If Defendant Got §4A1.3 Departure at Original Sentencing, Revocation Guidelines Calculation Requires Use of Pre-Departure CHC

United States v. McKinney, No. 07-50170 (5th Cir. Mar. 7, 2008) (Jones, Davis, Garza)

Chapter 7 of the Guidelines Manual provides advisory sentencing ranges for probation and supervised release violations. The recommended ranges are determined by the grade of violation and the defendant's criminal history category. Policy statement §7B1.4(a) provides that "[t]he criminal history category is the category applicable at the time the defendant originally was sentenced to a term of supervision."

What if, at the original sentencing, the defendant received a downward departure to a lower criminal history category pursuant to policy statement §4A1.3? Does the Guidelines revocation calculation use the pre-departure or post-departure criminal history category?

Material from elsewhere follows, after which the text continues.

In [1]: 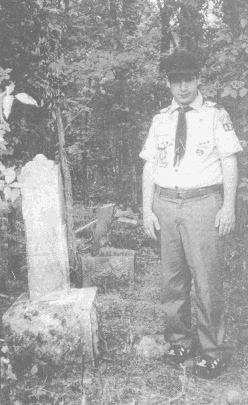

McKinney holds that it's the former:
We . . . hold that where a district court granted a departure for the reasons set forth in U.S.S.G. § 4A1.3 at the time the defendant originally was sentenced to a term of supervised release, upon revocation of supervised release, the applicable criminal history category for determining the advisory revocation sentencing range under U.S.S.G. § 7B1.4(a), p.s., is that criminal history category determined prior to any such departure.

There's several pages worth of analysis in the opinion parsing the relevant Guidelines language, if you're interested in knowing why.